The stock’s slide follows the company’s worse-than-expected third-quarter results. Adding to the disappointment, Twitter’s fourth-quarter revenue outlook was weaker than analysts were anticipating.
Twitter reported revenue of $824 million, up 9% year over year. This was at the low end of management’s guidance range for revenue between $815 million and $875 million and below analysts’ average forecast for revenue of $874 million. This revenue underperformance weighed on profitability, with the growth stock‘s non-GAAP (generally accepted accounting principles) earnings per share coming in at $0.17, down from $0.21 in the year-ago quarter. Analysts, on average, were expecting $0.20.

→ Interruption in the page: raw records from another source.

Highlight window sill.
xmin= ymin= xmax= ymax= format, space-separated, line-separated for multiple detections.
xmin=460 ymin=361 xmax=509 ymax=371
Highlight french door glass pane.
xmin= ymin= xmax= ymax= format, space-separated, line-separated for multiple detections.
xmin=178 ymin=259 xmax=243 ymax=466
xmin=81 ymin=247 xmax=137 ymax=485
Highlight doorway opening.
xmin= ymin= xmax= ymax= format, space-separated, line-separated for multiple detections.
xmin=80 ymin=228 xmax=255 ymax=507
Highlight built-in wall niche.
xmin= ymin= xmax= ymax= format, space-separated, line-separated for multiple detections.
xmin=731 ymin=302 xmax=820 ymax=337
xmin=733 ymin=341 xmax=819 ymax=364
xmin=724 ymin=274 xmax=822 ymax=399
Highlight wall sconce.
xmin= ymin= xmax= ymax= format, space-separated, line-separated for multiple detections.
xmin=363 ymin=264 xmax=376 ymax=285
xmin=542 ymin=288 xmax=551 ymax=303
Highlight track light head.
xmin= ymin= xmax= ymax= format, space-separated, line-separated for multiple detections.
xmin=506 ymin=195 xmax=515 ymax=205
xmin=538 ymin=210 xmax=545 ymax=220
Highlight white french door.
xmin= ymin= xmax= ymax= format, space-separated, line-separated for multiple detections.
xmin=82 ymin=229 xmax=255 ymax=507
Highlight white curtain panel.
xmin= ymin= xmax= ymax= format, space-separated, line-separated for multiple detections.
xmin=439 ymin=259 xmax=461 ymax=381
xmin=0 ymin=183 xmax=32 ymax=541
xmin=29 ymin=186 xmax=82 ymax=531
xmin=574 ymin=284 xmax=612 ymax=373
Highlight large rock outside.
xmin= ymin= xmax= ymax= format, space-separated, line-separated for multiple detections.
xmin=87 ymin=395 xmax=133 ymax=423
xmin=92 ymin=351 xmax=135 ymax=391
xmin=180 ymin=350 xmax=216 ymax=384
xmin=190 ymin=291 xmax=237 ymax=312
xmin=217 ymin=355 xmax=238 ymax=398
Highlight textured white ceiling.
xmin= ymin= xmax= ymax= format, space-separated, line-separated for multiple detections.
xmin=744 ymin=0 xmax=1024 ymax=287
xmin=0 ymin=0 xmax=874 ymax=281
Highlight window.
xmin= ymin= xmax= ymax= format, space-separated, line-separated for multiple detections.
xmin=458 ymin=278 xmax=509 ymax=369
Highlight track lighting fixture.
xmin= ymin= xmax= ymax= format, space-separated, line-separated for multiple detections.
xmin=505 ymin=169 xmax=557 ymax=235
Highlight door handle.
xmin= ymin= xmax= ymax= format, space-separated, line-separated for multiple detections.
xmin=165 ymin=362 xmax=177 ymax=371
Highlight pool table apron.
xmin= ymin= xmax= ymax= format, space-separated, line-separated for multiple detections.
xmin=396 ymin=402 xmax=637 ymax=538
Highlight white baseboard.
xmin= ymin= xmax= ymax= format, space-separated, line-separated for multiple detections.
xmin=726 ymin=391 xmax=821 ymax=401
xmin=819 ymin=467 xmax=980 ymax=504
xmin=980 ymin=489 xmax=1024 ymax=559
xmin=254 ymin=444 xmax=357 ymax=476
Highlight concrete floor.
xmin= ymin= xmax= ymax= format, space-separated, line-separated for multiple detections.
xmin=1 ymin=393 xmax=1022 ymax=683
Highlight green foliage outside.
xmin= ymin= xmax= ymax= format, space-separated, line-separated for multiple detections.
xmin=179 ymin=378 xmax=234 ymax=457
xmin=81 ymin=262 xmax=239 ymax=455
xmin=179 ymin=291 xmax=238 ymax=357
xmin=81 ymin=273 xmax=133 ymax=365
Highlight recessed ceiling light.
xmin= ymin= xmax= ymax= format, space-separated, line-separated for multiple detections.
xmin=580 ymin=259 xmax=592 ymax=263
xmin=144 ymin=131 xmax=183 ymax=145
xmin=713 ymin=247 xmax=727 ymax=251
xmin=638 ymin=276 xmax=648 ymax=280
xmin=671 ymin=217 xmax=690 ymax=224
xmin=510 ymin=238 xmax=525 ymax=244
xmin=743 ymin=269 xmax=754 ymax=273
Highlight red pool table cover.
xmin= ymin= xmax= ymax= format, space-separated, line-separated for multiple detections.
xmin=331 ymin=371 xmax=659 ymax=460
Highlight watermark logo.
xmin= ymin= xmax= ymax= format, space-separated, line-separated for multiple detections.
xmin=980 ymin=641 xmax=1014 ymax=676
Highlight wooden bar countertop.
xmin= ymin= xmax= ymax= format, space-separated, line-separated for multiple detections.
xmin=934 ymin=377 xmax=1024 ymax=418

Twitter’s lower-than-expected revenue growth reflected “revenue product issues and greater-than-expected advertising seasonality in July and August,” management said in the company’s third-quarter shareholder letter. The company said some glitches it is dealing with in its revenue products reduced year-over-year revenue growth by 3 percentage points or more — and some of these issues are expected to impact Q4 as well.
Looking to Q4, Twitter guided for revenue to be between $940 million and $1.01 billion — below analysts’ average forecast for revenue of $1.06 billion.
“While we are taking steps to remediate these issues, we expect them to continue to weigh on the overall performance of our advertising business in the near term,” said management.